Kafkaesque start to hearing of Vatican auditor dismissal suit
Lawyers representing not one but three Holy See departments lined up against Libero Milone, the former Deloittes CEO.
Bullying, delaying tactics, overt threats and a never-ending barrage of procedural hurdles characterised the first hearing in the €9m ($13.7m) lawsuit for wrongful dismissal brought by the Vatican’s first independent auditor-general.
Lawyers representing not one but three Holy See curial departments lined up against Libero Milone, the former Deloittes chief executive who says he was marched out of his office, accused of spying by Vatican gendarmes in 2017 and forced to resign after unearthing high-level corruption.
Mr Milone, with his deputy, Ferruccio Panicco, a financial risk specialist, formed part of a team appointed personally by Pope Francis to work alongside the late Australian cardinal George Pell to clean up the Vatican’s accounting and investment systems.
The two men filed their wrongful dismissal suit last November and were promptly faced with a counter-shot from Vatican prosecutors, who threatened to reopen shelved criminal accusations that they had delved into the private financial affairs of senior curial officials. The deputy secretary of state at the time, Cardinal Angelo Becciu, is now himself facing charges of embezzlement.
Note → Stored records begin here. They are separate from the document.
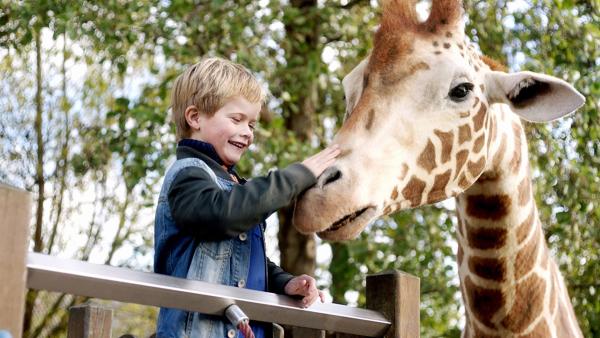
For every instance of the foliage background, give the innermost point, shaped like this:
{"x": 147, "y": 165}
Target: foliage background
{"x": 84, "y": 126}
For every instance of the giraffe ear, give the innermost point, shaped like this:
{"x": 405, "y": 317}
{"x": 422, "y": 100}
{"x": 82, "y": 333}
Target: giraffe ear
{"x": 533, "y": 96}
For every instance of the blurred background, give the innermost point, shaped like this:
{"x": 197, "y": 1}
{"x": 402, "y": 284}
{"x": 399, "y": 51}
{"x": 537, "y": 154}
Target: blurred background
{"x": 84, "y": 126}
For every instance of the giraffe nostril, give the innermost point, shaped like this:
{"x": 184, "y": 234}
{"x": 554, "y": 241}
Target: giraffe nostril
{"x": 330, "y": 175}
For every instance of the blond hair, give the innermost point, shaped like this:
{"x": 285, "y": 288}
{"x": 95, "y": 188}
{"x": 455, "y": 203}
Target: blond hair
{"x": 207, "y": 85}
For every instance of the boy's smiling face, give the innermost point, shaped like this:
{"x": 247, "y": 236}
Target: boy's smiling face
{"x": 230, "y": 130}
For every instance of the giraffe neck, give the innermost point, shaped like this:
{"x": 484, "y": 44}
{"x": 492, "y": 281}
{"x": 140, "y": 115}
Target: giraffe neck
{"x": 510, "y": 284}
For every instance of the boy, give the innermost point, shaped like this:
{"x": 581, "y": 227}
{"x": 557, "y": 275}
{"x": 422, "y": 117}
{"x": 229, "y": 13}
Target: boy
{"x": 209, "y": 222}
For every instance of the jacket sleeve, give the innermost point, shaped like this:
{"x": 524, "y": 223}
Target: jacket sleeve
{"x": 278, "y": 278}
{"x": 200, "y": 207}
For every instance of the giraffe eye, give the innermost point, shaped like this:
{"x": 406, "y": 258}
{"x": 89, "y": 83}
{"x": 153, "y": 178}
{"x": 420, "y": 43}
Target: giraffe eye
{"x": 461, "y": 92}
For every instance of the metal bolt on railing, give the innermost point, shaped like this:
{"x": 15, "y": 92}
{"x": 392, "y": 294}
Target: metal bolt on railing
{"x": 238, "y": 318}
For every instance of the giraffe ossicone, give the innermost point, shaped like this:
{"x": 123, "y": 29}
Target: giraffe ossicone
{"x": 427, "y": 119}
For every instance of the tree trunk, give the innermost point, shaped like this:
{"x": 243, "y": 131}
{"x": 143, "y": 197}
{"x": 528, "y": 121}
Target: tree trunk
{"x": 298, "y": 251}
{"x": 40, "y": 180}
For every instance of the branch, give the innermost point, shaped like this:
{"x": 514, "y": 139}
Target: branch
{"x": 351, "y": 4}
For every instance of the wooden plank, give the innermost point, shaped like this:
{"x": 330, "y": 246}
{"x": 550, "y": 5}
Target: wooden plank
{"x": 89, "y": 321}
{"x": 15, "y": 216}
{"x": 397, "y": 296}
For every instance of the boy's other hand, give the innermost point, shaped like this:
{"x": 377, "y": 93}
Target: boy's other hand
{"x": 322, "y": 160}
{"x": 304, "y": 285}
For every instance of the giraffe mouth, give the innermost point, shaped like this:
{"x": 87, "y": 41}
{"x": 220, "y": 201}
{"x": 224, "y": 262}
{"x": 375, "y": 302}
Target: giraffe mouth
{"x": 342, "y": 222}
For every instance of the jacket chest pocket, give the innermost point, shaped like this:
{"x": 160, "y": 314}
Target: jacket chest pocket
{"x": 212, "y": 262}
{"x": 217, "y": 250}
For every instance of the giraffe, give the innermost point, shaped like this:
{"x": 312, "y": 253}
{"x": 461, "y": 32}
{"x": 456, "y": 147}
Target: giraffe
{"x": 427, "y": 119}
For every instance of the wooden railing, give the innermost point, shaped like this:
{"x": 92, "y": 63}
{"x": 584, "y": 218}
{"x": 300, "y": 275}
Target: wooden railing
{"x": 392, "y": 298}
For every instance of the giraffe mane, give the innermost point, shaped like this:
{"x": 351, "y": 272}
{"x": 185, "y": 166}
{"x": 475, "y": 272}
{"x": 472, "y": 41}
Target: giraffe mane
{"x": 402, "y": 15}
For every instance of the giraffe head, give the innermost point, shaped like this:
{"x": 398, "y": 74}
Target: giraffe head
{"x": 418, "y": 127}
During a late-afternoon hearing this week, lawyers for Secretary of State Pietro Parolin began proceedings by suggesting their department was the wrong one to be sued for dismissal because Mr Milone had “no working relationship” with it, arguing his contract was with the Council for the Economy. This, however, appears to contradict documents that show Mr Milone was appointed by a papal decree to maintain his independence from all departments and that this was signed by Cardinal Parolin.
The case entered a Kafkaesque chapter when the Vatican’s Office of the Auditor- General claimed they had no record of the more than 500 pages of documents – but then added that they had not had adequate time to peruse the files. The files were provided to the court on January 18, Vatican lawyers told the court, but only a few belong to the Office of the Auditor-General, leading to what they described as the “well-founded hypothesis that the documentation is not authentic”.
However, according to Mr Milone’s lawyer, the Vatican has had access to all documents for some time: copies had been seized from his office in the Vatican in 2017 by the Holy See’s Promoter of Justice, and were also provided to Cardinal Parolin during his tenure as auditor, long before the lawsuit was filed.
Mr Milone has made clear that the dossier of documents contain evidence of acts of embezzlement by senior curial officials, including cardinals, as well as the use of Vatican institution such as hospitals to launder money. He has also alleged that the former head of the gendarmes, Domenico Giani, played a key role in his removal because he uncovered corruption within the force. Documents seized during the raid included Mr Panicco’s personal medical records, leading to a significant delay in cancer treatment after his dismissal.
Mr Milone has always insisted he did not wish to implicate individuals or name names, but remains equally adamant that he should be able to clear his professional reputation in an open court.
The hearing took a bizarre turn when Vatican chief prosecutor Alessandro Diddi, who is running the case against Cardinal Becciu, told the court that his office would become a party in the wrongful dismissal suit because it was a “matter of public interest”.
Mr Diddi argued this was due to an alleged abuse of office by public officials but then added that this did not just relate to those who forced Mr Milone and Panicco out of office but to the auditors themselves for alleged “theft of official documents”.
Judges were also urged to dismiss the case because the statute of limitations for wrongful dismissal had expired, while Mr Milone’s lawyer countered by outlining the Vatican’s delaying tactics, designed to interrupt the process. This included an unprecedented refusal to allow him representation by a second lawyer, Romano Vaccarella, who is not only a former judge on the Italian constitutional court bench but has spent the past two years advising Mr Milone on his case.